Cellular response to transforming growth factor-beta1 and basic fibroblast growth factor depends on release kinetics and extracellular matrix interactions.

The extracellular matrix plays an important role in growth factor biology, serving as a potential platform for rapid growth factor mobilization or a sink for concentrated sequestration. We now demonstrate that when a growth factor binds reversibly to the matrix, its effects are augmented by this interaction, and when the factor is absorbed irreversibly to the extracellular matrix, it becomes sequestered. These findings call into question the notion that all growth factors are best presented to cells and tissues in a sustained and controlled fashion. In our studies, we examined basic fibroblast growth factor (bFGF) and transforming growth factor-beta1 (TGF-beta1) release kinetics from synthetically fabricated microsphere devices and naturally synthesized extracellular matrix.

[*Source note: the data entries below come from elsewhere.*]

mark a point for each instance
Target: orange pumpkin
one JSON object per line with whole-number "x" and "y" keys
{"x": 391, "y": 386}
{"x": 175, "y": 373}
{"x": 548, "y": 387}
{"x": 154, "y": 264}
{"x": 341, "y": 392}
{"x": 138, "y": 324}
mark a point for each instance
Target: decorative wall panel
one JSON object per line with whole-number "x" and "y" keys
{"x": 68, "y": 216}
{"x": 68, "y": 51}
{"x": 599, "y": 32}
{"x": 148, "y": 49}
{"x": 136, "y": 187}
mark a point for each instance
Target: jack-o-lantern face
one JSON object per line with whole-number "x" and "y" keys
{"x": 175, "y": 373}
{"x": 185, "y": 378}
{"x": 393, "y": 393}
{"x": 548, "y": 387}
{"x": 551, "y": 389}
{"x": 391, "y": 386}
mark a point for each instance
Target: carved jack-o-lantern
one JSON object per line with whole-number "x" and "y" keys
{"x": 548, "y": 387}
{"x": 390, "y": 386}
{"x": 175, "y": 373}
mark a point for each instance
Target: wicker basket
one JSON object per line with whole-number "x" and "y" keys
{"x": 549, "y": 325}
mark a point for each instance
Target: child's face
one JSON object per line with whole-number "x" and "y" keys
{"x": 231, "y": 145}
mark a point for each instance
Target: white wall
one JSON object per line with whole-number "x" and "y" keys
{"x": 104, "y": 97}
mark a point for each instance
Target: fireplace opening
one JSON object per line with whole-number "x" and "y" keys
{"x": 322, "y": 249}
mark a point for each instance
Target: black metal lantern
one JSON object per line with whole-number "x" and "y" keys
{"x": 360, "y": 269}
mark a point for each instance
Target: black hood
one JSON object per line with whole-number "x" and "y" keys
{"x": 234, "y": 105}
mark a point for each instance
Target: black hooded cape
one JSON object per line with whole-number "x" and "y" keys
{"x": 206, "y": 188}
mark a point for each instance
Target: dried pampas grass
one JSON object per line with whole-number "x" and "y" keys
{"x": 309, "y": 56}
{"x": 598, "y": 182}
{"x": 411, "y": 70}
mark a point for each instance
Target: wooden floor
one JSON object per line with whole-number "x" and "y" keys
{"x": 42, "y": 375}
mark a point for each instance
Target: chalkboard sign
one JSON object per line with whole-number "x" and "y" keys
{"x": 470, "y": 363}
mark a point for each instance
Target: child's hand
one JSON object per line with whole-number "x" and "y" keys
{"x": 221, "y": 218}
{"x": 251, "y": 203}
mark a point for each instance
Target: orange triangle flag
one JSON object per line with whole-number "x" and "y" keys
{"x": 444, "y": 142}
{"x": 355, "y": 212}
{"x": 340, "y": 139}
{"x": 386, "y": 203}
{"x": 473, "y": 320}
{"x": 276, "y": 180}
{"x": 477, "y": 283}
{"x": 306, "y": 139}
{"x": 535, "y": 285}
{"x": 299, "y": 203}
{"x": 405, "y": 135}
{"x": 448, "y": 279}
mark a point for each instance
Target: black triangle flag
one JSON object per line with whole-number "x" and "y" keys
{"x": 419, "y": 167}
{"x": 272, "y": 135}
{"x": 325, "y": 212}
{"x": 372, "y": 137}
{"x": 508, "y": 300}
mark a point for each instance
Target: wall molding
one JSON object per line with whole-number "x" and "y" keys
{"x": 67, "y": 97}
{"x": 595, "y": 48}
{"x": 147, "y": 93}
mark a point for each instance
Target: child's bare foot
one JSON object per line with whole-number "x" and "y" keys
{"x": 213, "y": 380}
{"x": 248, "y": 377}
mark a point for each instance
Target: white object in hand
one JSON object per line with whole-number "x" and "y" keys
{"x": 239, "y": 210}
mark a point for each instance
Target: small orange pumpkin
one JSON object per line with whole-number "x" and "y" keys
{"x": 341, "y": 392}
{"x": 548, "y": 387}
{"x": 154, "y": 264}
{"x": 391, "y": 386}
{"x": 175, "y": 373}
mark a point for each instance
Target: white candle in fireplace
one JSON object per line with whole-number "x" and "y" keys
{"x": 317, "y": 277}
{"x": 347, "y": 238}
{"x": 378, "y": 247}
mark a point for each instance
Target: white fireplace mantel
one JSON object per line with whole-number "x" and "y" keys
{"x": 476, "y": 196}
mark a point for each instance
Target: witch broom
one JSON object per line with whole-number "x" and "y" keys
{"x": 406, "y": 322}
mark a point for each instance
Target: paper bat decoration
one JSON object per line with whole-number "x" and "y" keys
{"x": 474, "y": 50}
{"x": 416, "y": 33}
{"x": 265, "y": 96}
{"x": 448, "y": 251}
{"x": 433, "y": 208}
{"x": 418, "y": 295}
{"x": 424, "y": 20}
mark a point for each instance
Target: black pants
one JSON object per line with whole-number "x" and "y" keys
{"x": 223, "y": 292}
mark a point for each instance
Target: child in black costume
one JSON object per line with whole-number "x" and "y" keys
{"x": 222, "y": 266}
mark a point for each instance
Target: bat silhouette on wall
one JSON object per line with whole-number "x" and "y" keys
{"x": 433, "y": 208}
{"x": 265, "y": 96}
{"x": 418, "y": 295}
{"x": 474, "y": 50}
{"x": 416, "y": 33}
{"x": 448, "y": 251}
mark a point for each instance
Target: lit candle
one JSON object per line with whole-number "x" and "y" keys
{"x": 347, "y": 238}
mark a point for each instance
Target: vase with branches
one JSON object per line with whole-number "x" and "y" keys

While the sustained release of bFGF was up to 3.0-fold more potent at increasing vascular endothelial and smooth muscle cell proliferation than bolus administration, the reverse was true for TGF-beta1. A bolus of TGF-beta1 inhibited vascular cells up to 3.8-fold more efficiently than the same amount of TGF-beta1 if control-released. Both growth factors bound to the extracellular matrix, but only bFGF was released in a controlled fashion (2.8%/day). Contact with the extracellular matrix and subsequent release enhanced bFGF activity such that it was 86% more effective at increasing smooth muscle cell numbers than equal amounts of growth factor diluted from frozen stock. TGF-beta1 remained tightly adherent. The small amount of TGF-beta1 released from the extracellular matrix was approximately 30% less effective than bolus administration at inhibiting vascular endothelial and smooth muscle cell growth. Sustained growth factor release may be the preferable mode of administration, but only when a similar mode of metabolism is utilized endogenously.